A contingency is a contract condition that must be satisfied, waived, or resolved for a home purchase to proceed as planned.

A contingency is a contract condition that must be satisfied, waived, or otherwise resolved for a home purchase to proceed as planned.

Why It Matters

Contingencies matter because they allocate risk between buyer and seller. They help define what happens if financing, appraisal results, inspections, or other key conditions do not line up with expectations.

They also matter because buyers often think of a signed contract as fully locked in. In reality, many signed contracts still depend on important contingencies being addressed.

That makes this page useful early in the borrower journey. A contingency is not a lender requirement hidden inside underwriting.

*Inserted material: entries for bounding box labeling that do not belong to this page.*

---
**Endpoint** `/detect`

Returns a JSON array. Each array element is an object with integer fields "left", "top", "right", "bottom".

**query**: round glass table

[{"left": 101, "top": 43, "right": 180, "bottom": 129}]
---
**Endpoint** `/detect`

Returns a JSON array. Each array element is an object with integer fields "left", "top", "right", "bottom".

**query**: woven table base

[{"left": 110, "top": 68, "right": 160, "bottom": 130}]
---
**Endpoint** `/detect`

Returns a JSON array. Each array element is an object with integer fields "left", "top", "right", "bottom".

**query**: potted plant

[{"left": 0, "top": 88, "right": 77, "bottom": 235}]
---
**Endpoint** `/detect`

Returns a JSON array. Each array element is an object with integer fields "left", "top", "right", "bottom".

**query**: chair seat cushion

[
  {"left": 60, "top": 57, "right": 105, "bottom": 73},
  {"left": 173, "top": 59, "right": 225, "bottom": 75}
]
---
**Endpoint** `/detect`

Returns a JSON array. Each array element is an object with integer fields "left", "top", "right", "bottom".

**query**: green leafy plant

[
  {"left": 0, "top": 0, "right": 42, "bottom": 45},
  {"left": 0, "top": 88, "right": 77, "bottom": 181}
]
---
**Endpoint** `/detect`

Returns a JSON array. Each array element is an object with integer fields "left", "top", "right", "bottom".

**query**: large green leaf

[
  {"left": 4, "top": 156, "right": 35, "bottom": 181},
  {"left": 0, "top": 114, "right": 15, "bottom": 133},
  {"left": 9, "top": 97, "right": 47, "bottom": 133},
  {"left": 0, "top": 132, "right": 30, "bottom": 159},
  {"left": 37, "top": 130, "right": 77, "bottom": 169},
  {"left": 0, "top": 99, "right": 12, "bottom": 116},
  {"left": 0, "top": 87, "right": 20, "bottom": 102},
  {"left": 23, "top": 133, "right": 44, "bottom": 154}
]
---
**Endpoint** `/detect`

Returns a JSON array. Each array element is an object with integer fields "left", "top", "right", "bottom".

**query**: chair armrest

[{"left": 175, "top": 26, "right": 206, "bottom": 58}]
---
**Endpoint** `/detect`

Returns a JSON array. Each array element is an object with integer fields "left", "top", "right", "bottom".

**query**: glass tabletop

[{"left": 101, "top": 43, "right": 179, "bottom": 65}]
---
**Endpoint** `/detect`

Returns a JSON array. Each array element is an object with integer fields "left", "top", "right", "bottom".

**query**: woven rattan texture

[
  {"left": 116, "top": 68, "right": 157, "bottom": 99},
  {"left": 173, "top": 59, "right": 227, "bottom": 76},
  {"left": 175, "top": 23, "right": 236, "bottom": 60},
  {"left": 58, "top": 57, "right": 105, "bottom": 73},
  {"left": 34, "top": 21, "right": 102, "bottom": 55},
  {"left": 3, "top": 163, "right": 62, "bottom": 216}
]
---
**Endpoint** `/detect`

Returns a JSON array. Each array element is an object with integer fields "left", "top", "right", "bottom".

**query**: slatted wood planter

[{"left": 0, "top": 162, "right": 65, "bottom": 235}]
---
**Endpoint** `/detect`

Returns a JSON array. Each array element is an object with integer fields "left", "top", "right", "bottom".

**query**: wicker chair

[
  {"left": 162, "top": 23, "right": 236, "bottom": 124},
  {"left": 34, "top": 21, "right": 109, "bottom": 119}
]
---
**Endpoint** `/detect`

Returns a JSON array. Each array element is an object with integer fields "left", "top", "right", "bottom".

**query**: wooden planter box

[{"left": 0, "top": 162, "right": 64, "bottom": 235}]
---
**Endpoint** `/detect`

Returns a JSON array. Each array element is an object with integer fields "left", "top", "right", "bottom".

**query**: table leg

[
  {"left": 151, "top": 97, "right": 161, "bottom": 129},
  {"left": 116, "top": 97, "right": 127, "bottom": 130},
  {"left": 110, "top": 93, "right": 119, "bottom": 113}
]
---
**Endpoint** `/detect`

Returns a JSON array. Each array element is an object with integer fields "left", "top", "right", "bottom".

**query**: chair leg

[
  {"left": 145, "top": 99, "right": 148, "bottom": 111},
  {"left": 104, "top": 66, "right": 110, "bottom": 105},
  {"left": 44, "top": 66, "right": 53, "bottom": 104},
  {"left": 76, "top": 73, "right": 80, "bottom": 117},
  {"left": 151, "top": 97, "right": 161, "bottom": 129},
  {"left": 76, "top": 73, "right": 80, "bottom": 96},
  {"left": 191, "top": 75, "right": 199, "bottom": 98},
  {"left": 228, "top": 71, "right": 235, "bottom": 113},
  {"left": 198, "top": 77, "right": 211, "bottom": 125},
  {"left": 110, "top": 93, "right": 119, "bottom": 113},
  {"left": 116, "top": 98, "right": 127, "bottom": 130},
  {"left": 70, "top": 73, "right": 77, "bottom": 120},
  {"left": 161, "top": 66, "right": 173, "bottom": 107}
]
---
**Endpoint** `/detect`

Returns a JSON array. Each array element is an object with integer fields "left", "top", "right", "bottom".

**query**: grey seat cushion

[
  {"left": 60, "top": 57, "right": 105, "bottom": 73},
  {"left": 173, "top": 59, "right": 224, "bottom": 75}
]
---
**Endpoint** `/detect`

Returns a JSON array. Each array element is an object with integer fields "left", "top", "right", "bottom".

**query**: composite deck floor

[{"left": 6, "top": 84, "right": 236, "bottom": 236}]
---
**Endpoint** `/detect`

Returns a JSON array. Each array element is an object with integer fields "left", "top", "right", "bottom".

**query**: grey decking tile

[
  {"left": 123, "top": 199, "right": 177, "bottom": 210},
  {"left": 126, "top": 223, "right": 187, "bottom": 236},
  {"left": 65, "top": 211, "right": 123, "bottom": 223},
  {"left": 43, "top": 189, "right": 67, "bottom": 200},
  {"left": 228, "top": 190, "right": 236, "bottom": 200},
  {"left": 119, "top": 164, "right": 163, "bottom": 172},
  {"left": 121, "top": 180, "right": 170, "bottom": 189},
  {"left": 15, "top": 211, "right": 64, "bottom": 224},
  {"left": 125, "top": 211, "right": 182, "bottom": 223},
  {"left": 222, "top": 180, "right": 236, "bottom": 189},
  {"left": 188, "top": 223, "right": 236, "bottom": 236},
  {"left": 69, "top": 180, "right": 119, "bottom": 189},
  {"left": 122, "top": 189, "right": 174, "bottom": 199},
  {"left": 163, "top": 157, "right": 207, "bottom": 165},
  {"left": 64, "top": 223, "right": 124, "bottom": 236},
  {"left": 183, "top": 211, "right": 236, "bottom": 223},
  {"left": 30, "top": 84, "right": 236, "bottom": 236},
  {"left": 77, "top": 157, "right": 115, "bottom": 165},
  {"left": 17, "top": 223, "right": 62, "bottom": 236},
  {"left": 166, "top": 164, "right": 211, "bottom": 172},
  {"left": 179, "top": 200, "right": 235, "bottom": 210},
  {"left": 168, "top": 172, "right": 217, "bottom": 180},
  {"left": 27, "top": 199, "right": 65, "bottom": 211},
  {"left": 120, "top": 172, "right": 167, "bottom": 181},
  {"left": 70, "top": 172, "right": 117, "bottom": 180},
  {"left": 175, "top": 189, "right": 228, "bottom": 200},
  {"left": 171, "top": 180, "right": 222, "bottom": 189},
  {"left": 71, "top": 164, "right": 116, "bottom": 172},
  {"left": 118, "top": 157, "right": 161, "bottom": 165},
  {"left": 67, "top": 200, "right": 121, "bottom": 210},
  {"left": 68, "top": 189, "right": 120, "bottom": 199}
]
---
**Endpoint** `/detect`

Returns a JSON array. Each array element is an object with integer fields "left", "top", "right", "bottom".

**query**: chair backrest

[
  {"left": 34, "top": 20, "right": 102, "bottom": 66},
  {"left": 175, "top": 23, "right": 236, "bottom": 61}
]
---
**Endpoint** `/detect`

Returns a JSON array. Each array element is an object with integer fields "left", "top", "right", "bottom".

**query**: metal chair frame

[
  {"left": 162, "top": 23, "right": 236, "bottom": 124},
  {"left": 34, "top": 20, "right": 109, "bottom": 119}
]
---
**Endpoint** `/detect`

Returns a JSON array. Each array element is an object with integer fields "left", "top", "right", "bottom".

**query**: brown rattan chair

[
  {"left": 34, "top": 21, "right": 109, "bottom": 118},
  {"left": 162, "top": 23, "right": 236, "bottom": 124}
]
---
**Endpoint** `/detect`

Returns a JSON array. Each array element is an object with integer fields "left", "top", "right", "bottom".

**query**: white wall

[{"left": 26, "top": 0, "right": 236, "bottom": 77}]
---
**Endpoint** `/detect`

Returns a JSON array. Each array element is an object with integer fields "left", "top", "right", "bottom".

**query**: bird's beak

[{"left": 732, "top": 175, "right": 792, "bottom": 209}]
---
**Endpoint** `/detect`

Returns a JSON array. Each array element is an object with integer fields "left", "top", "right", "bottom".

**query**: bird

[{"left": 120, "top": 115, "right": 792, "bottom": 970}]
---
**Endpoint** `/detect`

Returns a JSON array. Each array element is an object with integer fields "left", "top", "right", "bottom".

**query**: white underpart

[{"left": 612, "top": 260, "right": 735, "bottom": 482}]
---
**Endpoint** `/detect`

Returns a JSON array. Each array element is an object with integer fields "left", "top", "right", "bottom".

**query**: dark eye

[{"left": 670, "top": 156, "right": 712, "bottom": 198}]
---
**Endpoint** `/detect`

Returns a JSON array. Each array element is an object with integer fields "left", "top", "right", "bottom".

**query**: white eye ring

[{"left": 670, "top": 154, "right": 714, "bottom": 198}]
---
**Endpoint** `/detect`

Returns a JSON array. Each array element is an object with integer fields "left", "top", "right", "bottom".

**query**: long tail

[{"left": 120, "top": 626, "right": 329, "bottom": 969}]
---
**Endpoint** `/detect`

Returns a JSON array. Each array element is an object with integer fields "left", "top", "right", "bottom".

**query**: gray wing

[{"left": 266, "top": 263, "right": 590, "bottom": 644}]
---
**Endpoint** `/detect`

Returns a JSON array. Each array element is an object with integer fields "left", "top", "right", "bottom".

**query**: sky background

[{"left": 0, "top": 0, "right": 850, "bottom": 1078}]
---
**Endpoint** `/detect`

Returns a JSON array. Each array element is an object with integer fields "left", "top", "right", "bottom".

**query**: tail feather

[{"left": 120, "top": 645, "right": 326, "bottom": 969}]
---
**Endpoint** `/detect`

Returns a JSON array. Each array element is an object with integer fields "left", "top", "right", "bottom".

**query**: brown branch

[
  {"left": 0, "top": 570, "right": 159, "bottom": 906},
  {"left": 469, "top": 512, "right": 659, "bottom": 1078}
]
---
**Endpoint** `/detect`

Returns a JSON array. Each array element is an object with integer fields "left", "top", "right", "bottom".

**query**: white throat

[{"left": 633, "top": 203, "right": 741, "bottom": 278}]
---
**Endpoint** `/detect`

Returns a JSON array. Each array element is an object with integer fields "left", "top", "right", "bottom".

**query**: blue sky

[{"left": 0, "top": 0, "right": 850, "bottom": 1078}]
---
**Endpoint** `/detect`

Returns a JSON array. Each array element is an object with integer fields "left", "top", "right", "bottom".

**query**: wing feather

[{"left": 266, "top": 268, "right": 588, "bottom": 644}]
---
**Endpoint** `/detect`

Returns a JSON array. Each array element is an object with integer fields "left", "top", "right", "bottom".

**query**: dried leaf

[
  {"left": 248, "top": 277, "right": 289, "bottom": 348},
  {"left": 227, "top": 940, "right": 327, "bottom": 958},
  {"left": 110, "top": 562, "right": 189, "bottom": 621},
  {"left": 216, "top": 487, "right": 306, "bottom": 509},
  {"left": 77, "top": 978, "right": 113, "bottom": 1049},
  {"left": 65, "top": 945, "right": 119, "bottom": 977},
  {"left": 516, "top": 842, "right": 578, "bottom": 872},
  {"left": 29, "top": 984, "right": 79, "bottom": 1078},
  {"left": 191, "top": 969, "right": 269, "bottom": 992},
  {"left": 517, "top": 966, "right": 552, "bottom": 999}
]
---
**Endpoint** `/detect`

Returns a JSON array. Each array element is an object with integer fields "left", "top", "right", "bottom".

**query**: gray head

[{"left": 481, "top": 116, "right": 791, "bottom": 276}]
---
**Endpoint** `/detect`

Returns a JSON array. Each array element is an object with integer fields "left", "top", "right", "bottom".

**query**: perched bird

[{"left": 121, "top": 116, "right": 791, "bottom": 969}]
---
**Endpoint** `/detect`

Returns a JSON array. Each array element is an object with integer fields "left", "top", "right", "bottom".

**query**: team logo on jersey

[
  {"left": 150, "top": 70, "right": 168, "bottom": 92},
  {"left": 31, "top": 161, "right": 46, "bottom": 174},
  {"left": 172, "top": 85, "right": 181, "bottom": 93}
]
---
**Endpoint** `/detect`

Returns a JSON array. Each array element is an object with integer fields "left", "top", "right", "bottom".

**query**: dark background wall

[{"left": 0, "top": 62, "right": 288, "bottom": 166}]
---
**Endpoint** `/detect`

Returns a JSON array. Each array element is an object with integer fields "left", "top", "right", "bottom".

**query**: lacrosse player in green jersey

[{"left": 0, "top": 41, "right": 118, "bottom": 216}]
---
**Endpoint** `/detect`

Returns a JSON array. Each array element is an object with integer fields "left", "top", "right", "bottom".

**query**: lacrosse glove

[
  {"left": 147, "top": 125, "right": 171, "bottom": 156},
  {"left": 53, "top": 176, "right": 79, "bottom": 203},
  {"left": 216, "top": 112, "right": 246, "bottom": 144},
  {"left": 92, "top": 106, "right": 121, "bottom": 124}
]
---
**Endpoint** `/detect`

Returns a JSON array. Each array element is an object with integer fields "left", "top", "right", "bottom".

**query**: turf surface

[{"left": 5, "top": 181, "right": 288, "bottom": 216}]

It is part of the purchase agreement itself, and it can control whether the buyer must proceed, can renegotiate, or can exit under the contract.

Where It Appears in the Borrower Process

Borrowers usually encounter contingencies during offer and contract negotiation, before the mortgage is fully underwritten.

The term continues to matter as the file moves toward Closing because unresolved contingencies can delay the transaction, trigger renegotiation, or allow one party to exit under the agreement.

In practice, contingencies matter most during the period when the borrower is still collecting information: financing is not final, the property may still need appraisal or inspection review, and the exact path to closing is not yet settled.

Practical Example

A buyer signs a purchase contract that depends on financing approval and a satisfactory appraisal. Those conditions are contingencies that shape whether the transaction proceeds on the original terms.

How It Differs From Nearby Terms

A contingency differs from Conditions to Close because contingencies are contractual conditions between transaction parties, while conditions to close are lender requirements inside the mortgage approval process.

It also differs from Appraisal Contingency, which is a specific type of contingency focused on valuation risk.

It also differs from Closing Date. The closing date is the scheduled target for finishing the transaction, while contingencies are among the things that can determine whether that date holds.

Knowledge Check

  1. Is a contingency mainly a lender underwriting term? No. It is a contract condition between the parties to the transaction.
  2. Why can a signed purchase contract still fail to close? Because important contingencies may still be unresolved or may not be satisfied.